Conversely, the interpretation of a contract is a legal question that this Court reviews de novo without a presumption of correctness. Guiliano v. Cleo, Inc., 995 S.W.2d 88, 95 (Tenn.1999); see also Hamblen Cnty. v. City of Morristown, 656 S.W.2d 331, 335–36 (Tenn.1983). When interpreting a contract, we must strive “ ‘to ascertain the intention of the parties based upon the usual, natural, and ordinary meaning of the contractual language.’ ” Planters Gin Co. v. Federal Compress & Warehouse Co., 78 S.W.3d 885, 889–90 (Tenn.2002) (quoting Guiliano v. Cleo, Inc., 995 S.W.2d at 95); accord Hill v. Tennessee Rural Health Improvement Ass'n, 882 S.W.2d 801, 802 (Tenn.Ct.App.1994). Insurance contracts are interpreted using these same principles of contract interpretation. Purkey v. American Home Assurance Co., 173 S.W.3d 703, 705 (Tenn.2005); Fisher v. Revell, 343 S.W.3d 776, 779 (Tenn.Ct.App.2009) (citing Phillips v. United Servs. Auto. Ass'n, 146 S.W.3d 629, 633 (Tenn.Ct.App.2004)).
III.
Insurance policies are, at their core, contracts. See Artress v. State Farm Fire & Cas.
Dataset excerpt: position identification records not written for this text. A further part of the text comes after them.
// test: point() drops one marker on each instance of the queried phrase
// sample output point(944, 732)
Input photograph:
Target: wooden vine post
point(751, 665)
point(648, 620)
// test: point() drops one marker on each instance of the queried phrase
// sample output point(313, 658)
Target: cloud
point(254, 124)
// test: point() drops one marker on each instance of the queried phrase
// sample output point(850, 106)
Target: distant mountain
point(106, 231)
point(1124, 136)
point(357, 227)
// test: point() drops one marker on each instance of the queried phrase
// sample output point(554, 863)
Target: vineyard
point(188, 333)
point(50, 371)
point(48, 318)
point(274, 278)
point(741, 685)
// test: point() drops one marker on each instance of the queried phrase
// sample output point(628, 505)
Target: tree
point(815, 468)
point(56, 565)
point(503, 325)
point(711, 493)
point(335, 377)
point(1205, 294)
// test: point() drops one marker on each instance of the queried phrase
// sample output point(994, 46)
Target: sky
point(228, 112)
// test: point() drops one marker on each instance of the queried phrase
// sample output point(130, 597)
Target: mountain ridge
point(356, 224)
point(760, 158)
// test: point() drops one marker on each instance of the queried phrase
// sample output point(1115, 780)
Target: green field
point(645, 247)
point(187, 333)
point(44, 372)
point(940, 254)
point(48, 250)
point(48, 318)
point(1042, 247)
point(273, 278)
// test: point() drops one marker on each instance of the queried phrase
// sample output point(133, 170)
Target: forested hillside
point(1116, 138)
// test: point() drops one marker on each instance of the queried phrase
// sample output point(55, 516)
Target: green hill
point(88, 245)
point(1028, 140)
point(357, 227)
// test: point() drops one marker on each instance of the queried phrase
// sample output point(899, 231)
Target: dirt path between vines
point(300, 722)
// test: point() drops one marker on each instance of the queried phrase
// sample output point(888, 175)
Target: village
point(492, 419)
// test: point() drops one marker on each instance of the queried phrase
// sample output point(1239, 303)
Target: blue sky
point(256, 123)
Co., 221 Tenn. 636, 639–40, 429 S.W.2d 430, 432 (1968); John Weis, Inc. v. Reed, 22 Tenn.App. 90, 98, 118 S.W.2d 677, 682 (1938). Accordingly, when courts are called upon to interpret them, the analysis must be grounded in the principles of contract law. Christenberry v. Tipton, 160 S.W.3d 487, 492 (Tenn.2005). Like all contracts, “[t]he formation of insurance contracts generally follows the traditional offer-and-acceptance model of the common law.” 1 Jeffrey E. Thomas & Francis J. Mootz, III, New Appleman on Insurance Law § 3.01[1][a], at 3–4.1 to 3–5 (Law Library ed.2011) (hereinafter “ New Appleman on Insurance Law ”); see also Woodfin v. Neal, 16 Tenn.App. 481, 488, 65 S.W.2d 212, 216 (1933) (“Insurance is effected by an offer and acceptance, that is, by an application and acceptance by the issuance of the policy, or by the issuance of a policy accepted by the insured.”). Similarly, “[r]enewal contracts have the same requirements of mutual assent, offer and acceptance and new consideration as other contracts.” 1 New Appleman on Insurance § 3.07[1], at 3–54.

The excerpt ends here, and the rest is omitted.